Question: “I have a charge of about 30,000lbs of ammonia and I just added 2,000lbs to my charge. It’s been 2 years since we’ve added any ammonia and our High Pressure receiver was getting low. Do I have to account for those 2,000lbs I seem to have lost over the past 2 years? “

Answer: Yes. See, that was easy! The tough question is “How do I account for those 2,000lbs?”

It’s difficult to answer this question without specifics but let’s discuss a typical system along these lines to show you how it’s done. In the following example, we’ll show a typical justification for a 2,000lb loss over 2 years:

Take a look at your incidents: Do you have any with releases? Let’s say that in this case we have two incidents over the past two years and between the two of them they released 150lbs. That means we still have to justify about 1,850lbs of loss – or 925lbs a year. Where could this other ammonia have gone?  According to the IIAR, it’s not uncommon to expect a loss of 5-10% of the whole system charge. Here’s a quote from the February, 2012 Condenser (Page 40) where the Technical Director; Eric Smith of IIAR says:

“…while it is likely an effort in futility to try to calculate exact losses, it is a good idea to make some reasonable estimate of refrigerant that was lost throughout the year and include that loss in annual reports. Typical sources of minor refrigerant loss are: purgers, compressor shaft seals, valve stem packing, oil draining operations, and minor repairs. An often-cited rule of thumb is 5%-10% loss annually of the total system charge, depending upon the age, size and condition of a system.”

Garden City Ammonia Program has always said that even a well maintained ammonia system could lose up to 10% of their charge annually without having any minor or major leaks.

Here is what the math looks like in our case: The Loss Amount per Year is 925lbs and the Total System Charge is 30,000lbs. The Loss rate = Total System Charge / Loss Amount per Year or 0.0308 which we convert into a percent by shifting the decimal point two parts to the right. That means our loss here is about 3.08% which is well under what the IIAR says we should expect as typical. We know we’ve done things over the past two years which have involved very minor releases to the atmosphere such as oil draining and pumping down valve stations for repair. Furthermore, we have an auto-purger which is always releasing very small amounts as it operates. We also know that we have shaft-seals on our compressors and valve-stem packings which are also not 100% vapor-tight. Is it reasonable that all the above items would add up to a 3.08%?

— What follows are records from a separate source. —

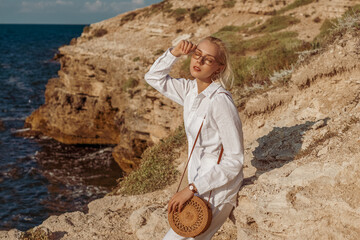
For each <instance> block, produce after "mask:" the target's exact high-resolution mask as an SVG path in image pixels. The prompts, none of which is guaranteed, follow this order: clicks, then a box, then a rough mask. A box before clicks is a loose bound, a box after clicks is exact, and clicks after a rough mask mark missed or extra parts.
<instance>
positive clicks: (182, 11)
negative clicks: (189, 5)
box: [170, 8, 188, 21]
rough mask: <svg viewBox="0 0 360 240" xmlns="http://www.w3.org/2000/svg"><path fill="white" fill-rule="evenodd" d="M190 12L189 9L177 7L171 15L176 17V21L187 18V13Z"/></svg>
mask: <svg viewBox="0 0 360 240" xmlns="http://www.w3.org/2000/svg"><path fill="white" fill-rule="evenodd" d="M187 13H188V10H187V9H185V8H177V9H175V10H173V11H172V13H171V14H170V15H171V16H173V17H175V19H176V21H182V20H183V19H185V15H186V14H187Z"/></svg>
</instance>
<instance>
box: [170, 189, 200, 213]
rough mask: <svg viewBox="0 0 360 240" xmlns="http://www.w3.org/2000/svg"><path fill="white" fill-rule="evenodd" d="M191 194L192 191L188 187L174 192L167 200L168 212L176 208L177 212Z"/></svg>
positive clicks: (181, 206) (178, 210) (192, 192)
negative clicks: (169, 200) (167, 205)
mask: <svg viewBox="0 0 360 240" xmlns="http://www.w3.org/2000/svg"><path fill="white" fill-rule="evenodd" d="M193 196H194V193H193V192H192V191H191V190H190V189H189V188H184V189H183V190H181V191H180V192H177V193H175V194H174V196H173V197H172V198H171V199H170V201H169V204H168V213H170V212H171V211H173V210H174V211H175V210H176V209H177V210H178V212H181V210H182V207H183V205H184V203H185V202H186V201H187V200H189V199H190V198H192V197H193Z"/></svg>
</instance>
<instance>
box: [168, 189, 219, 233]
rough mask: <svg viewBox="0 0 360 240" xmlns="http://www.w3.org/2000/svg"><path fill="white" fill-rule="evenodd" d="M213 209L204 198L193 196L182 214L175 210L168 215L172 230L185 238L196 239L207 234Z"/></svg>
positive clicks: (197, 196)
mask: <svg viewBox="0 0 360 240" xmlns="http://www.w3.org/2000/svg"><path fill="white" fill-rule="evenodd" d="M211 217H212V213H211V209H210V207H209V206H208V204H207V202H205V201H204V200H203V199H202V198H200V197H198V196H193V197H192V198H191V199H189V200H188V201H187V202H186V203H185V204H184V207H183V209H182V210H181V212H180V213H178V211H177V210H173V211H171V212H170V213H169V214H168V220H169V224H170V226H171V228H172V229H173V230H174V232H176V233H177V234H179V235H180V236H183V237H195V236H197V235H199V234H201V233H203V232H205V231H206V230H207V229H208V228H209V226H210V223H211Z"/></svg>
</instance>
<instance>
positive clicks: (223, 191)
mask: <svg viewBox="0 0 360 240" xmlns="http://www.w3.org/2000/svg"><path fill="white" fill-rule="evenodd" d="M170 50H171V48H170V49H168V50H167V51H166V52H165V53H163V54H162V55H161V56H160V57H159V58H158V59H157V60H156V61H155V62H154V64H153V65H152V66H151V68H150V70H149V71H148V72H147V73H146V74H145V81H146V82H147V83H148V84H150V85H151V86H152V87H154V88H155V89H156V90H158V91H159V92H160V93H162V94H163V95H164V96H166V97H168V98H170V99H171V100H173V101H175V102H177V103H179V104H180V105H182V106H183V107H184V125H185V131H186V136H187V139H188V144H189V145H188V155H190V152H191V149H192V147H193V144H194V141H195V138H196V135H197V133H198V131H199V128H200V125H201V122H202V121H203V119H204V116H205V115H206V116H205V120H204V124H203V127H202V129H201V132H200V136H199V138H198V140H197V142H196V145H195V149H194V152H193V154H192V156H191V159H190V162H189V165H188V181H189V183H194V185H195V187H196V188H197V190H198V195H200V196H202V197H204V198H205V199H206V200H207V198H208V196H209V192H210V190H212V193H211V199H210V203H211V204H213V205H214V206H218V205H219V204H222V203H231V204H232V205H233V206H236V197H237V192H238V191H239V189H240V187H241V184H242V180H243V170H242V167H243V163H244V146H243V132H242V124H241V121H240V118H239V113H238V111H237V109H236V106H235V104H234V102H233V100H232V98H231V94H230V92H228V91H226V90H225V89H224V88H223V87H222V86H221V84H220V83H216V82H212V83H211V84H210V85H209V86H208V87H207V88H206V89H204V90H203V91H202V92H201V93H199V94H198V88H197V82H196V80H189V79H184V78H172V77H171V76H169V72H170V69H171V66H172V65H173V63H175V62H176V60H177V59H178V58H177V57H175V56H174V55H172V54H171V52H170ZM225 93H226V94H225ZM221 144H222V145H223V148H224V152H223V156H222V158H221V161H220V164H217V160H218V157H219V154H220V150H221Z"/></svg>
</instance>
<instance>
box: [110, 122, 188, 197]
mask: <svg viewBox="0 0 360 240" xmlns="http://www.w3.org/2000/svg"><path fill="white" fill-rule="evenodd" d="M186 144H187V142H186V134H185V130H184V126H180V127H178V128H177V129H176V130H175V132H174V133H173V134H171V135H170V136H169V137H168V138H166V139H164V140H161V141H160V142H159V143H158V144H156V145H154V146H152V147H149V148H147V149H146V150H145V151H144V152H143V154H142V160H141V163H140V166H139V168H138V169H136V170H134V171H133V172H131V173H130V174H129V175H127V176H126V177H125V178H124V179H123V180H122V181H121V182H120V183H119V185H118V186H117V187H116V188H115V189H114V190H113V191H112V193H110V194H113V195H114V194H121V193H122V194H127V195H135V194H143V193H147V192H153V191H155V190H158V189H162V188H164V187H165V186H168V185H170V184H172V183H174V182H175V180H176V177H177V176H178V174H179V172H178V171H177V170H176V168H175V166H174V165H173V160H174V159H176V158H178V157H179V156H180V153H179V149H182V148H183V146H186Z"/></svg>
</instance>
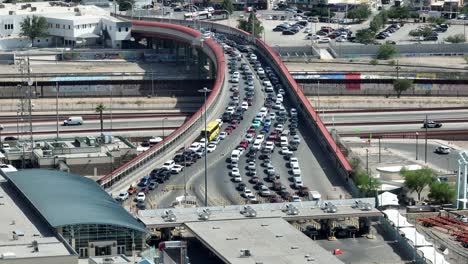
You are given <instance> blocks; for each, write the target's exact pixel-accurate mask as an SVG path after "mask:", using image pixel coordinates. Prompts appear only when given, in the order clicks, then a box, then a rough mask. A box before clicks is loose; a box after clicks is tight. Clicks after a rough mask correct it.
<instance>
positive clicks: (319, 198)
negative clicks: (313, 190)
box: [309, 191, 322, 201]
mask: <svg viewBox="0 0 468 264" xmlns="http://www.w3.org/2000/svg"><path fill="white" fill-rule="evenodd" d="M320 199H322V195H321V194H320V193H319V192H318V191H309V200H311V201H320Z"/></svg>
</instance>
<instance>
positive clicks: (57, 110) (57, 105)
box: [55, 82, 59, 141]
mask: <svg viewBox="0 0 468 264" xmlns="http://www.w3.org/2000/svg"><path fill="white" fill-rule="evenodd" d="M55 89H56V91H55V117H56V118H57V141H58V139H59V117H58V94H59V86H58V82H55Z"/></svg>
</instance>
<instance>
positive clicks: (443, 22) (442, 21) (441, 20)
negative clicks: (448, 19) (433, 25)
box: [427, 17, 446, 24]
mask: <svg viewBox="0 0 468 264" xmlns="http://www.w3.org/2000/svg"><path fill="white" fill-rule="evenodd" d="M427 22H429V23H433V24H444V23H445V22H446V20H445V18H443V17H429V18H428V19H427Z"/></svg>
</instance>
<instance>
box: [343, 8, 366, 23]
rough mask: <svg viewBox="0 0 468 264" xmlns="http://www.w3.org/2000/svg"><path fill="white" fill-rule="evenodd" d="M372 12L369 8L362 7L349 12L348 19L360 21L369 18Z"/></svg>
mask: <svg viewBox="0 0 468 264" xmlns="http://www.w3.org/2000/svg"><path fill="white" fill-rule="evenodd" d="M370 14H371V11H370V9H369V7H368V6H360V7H357V8H354V9H351V10H349V11H348V13H347V15H346V18H349V19H356V20H359V21H362V20H366V19H367V18H369V16H370Z"/></svg>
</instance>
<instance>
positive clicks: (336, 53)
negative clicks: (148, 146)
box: [330, 43, 468, 58]
mask: <svg viewBox="0 0 468 264" xmlns="http://www.w3.org/2000/svg"><path fill="white" fill-rule="evenodd" d="M395 46H396V48H397V50H398V53H399V54H400V56H403V57H416V56H440V55H457V56H459V55H463V54H468V43H457V44H448V43H438V44H419V43H415V44H399V45H395ZM379 47H380V45H357V44H356V45H350V44H343V45H340V44H338V45H336V44H335V45H331V44H330V48H331V49H332V50H333V51H334V52H335V53H336V55H338V57H342V58H354V57H375V56H376V54H377V52H378V50H379Z"/></svg>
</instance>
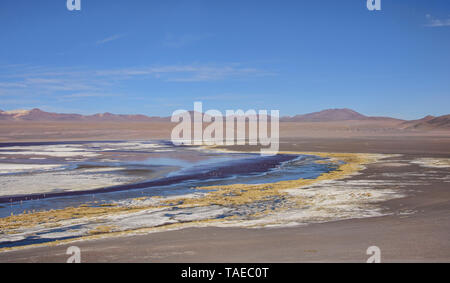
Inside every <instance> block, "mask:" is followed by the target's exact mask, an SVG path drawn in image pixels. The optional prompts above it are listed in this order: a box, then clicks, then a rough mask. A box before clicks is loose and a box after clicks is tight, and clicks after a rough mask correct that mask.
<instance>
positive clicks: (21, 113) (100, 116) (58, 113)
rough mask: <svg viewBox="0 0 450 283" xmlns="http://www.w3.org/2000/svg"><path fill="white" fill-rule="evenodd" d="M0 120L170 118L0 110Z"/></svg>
mask: <svg viewBox="0 0 450 283" xmlns="http://www.w3.org/2000/svg"><path fill="white" fill-rule="evenodd" d="M0 120H9V121H86V122H167V121H170V118H161V117H149V116H145V115H120V114H112V113H99V114H94V115H80V114H62V113H51V112H45V111H42V110H40V109H37V108H35V109H32V110H13V111H2V110H0Z"/></svg>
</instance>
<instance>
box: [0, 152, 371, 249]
mask: <svg viewBox="0 0 450 283" xmlns="http://www.w3.org/2000/svg"><path fill="white" fill-rule="evenodd" d="M281 153H282V154H305V155H315V156H320V157H323V158H327V160H328V161H329V162H332V163H335V164H338V168H337V169H336V170H334V171H331V172H328V173H323V174H321V175H320V176H319V177H317V178H316V179H303V178H301V179H298V180H290V181H280V182H276V183H268V184H233V185H223V186H205V187H198V188H197V189H199V190H202V191H204V192H205V193H204V194H203V195H202V196H200V197H178V198H170V199H166V198H157V197H155V198H152V199H155V200H157V201H156V202H155V203H154V204H151V205H148V204H143V205H136V206H132V207H129V206H116V205H111V206H101V207H91V206H89V205H87V206H86V205H81V206H79V207H68V208H64V209H58V210H49V211H41V212H35V213H26V214H21V215H12V216H9V217H5V218H1V219H0V234H7V233H12V232H14V231H15V230H16V229H19V228H27V227H33V226H36V225H40V224H41V225H58V222H60V221H64V220H71V219H81V218H88V219H92V218H96V217H100V216H108V215H116V214H127V213H132V212H138V211H142V210H147V209H152V208H164V207H173V206H177V207H179V208H186V207H201V206H211V205H219V206H223V207H239V206H242V205H249V204H253V203H260V202H264V201H271V200H276V199H285V200H288V201H287V202H288V203H289V204H290V205H292V204H294V205H300V206H301V205H305V204H306V203H307V201H306V200H303V199H299V198H298V197H294V196H292V195H290V194H288V193H287V192H286V190H287V189H296V188H302V187H306V186H310V185H312V184H314V183H316V182H319V181H323V180H337V179H341V178H344V177H347V176H349V175H351V174H354V173H356V172H357V171H358V170H360V169H362V168H363V167H364V165H365V164H368V163H371V162H374V161H376V160H377V159H378V156H379V155H375V154H357V153H323V152H281ZM146 199H148V198H138V199H135V200H136V201H142V202H143V203H145V200H146ZM277 209H283V206H280V207H278V208H277ZM267 213H270V211H268V210H266V211H260V212H256V213H253V214H252V215H250V216H252V217H261V216H263V215H266V214H267ZM233 218H234V217H233V216H231V217H225V218H223V219H204V220H194V221H187V222H186V223H171V224H166V225H163V226H161V227H145V228H138V229H133V230H127V231H116V230H117V229H118V227H114V226H104V227H100V226H99V227H100V228H98V229H96V230H93V231H91V232H89V234H91V235H90V236H82V237H80V238H75V239H69V240H63V241H54V242H50V243H43V244H38V245H55V244H58V243H66V242H70V241H76V240H81V239H93V237H98V236H115V235H125V234H129V233H136V232H152V231H158V230H164V229H175V228H182V227H192V226H196V225H200V224H203V223H211V222H216V223H217V222H224V221H227V220H231V219H233ZM92 234H94V235H92ZM30 246H36V245H30ZM25 247H26V246H25ZM15 248H20V247H15ZM11 249H14V248H3V249H0V251H5V250H11Z"/></svg>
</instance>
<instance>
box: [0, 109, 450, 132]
mask: <svg viewBox="0 0 450 283" xmlns="http://www.w3.org/2000/svg"><path fill="white" fill-rule="evenodd" d="M191 115H192V112H191ZM350 120H352V121H390V122H398V127H399V128H401V129H419V130H421V129H423V130H429V129H450V115H444V116H439V117H434V116H426V117H424V118H422V119H419V120H410V121H407V120H401V119H395V118H390V117H371V116H365V115H363V114H361V113H358V112H356V111H354V110H351V109H347V108H344V109H326V110H323V111H319V112H313V113H308V114H302V115H295V116H285V117H281V118H280V122H335V121H350ZM0 121H49V122H50V121H68V122H69V121H74V122H76V121H80V122H82V121H83V122H169V121H170V117H149V116H145V115H121V114H112V113H101V114H94V115H80V114H61V113H51V112H45V111H42V110H40V109H37V108H35V109H32V110H13V111H2V110H0Z"/></svg>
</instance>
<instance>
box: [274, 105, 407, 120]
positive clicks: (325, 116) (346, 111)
mask: <svg viewBox="0 0 450 283" xmlns="http://www.w3.org/2000/svg"><path fill="white" fill-rule="evenodd" d="M347 120H398V121H401V120H399V119H394V118H389V117H369V116H365V115H363V114H361V113H358V112H356V111H354V110H351V109H348V108H343V109H326V110H322V111H319V112H313V113H308V114H303V115H296V116H293V117H289V116H288V117H282V118H281V119H280V121H281V122H331V121H347Z"/></svg>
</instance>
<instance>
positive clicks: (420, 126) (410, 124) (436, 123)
mask: <svg viewBox="0 0 450 283" xmlns="http://www.w3.org/2000/svg"><path fill="white" fill-rule="evenodd" d="M402 127H403V128H404V129H419V130H433V129H450V115H443V116H439V117H434V116H430V115H429V116H426V117H424V118H422V119H419V120H412V121H407V122H404V123H402Z"/></svg>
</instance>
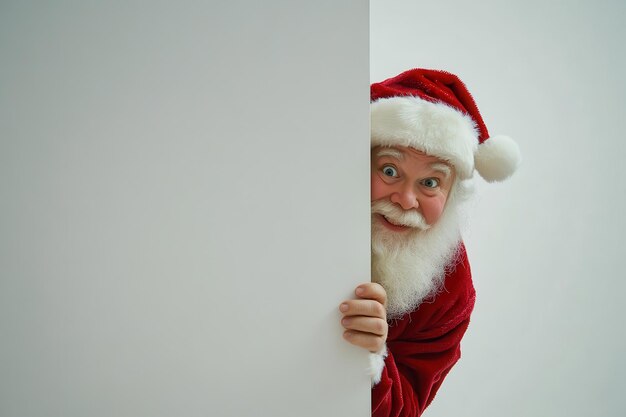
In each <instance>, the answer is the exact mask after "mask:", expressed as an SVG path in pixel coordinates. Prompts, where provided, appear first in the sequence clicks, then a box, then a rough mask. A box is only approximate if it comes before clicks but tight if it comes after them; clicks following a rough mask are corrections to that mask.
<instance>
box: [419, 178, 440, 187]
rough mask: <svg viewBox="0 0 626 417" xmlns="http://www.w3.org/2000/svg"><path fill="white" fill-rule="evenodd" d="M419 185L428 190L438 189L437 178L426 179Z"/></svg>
mask: <svg viewBox="0 0 626 417" xmlns="http://www.w3.org/2000/svg"><path fill="white" fill-rule="evenodd" d="M421 184H422V185H423V186H425V187H428V188H437V187H439V180H438V179H437V178H426V179H424V180H422V181H421Z"/></svg>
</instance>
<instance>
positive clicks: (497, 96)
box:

It would not be difficult to write up a “Letter to File” explaining the above and place it in your Process Safety Information file with the copy of the delivery slip from the ammonia supplier.

While in the “freon world”, the EPA’s GreenChill has published that the synthesized refrigerants can lose up to 25% of their annual charge each year.

Note to think on:

If one lost 99.9lbs of NH3 per day for 365 days straight how much ammonia would be lost?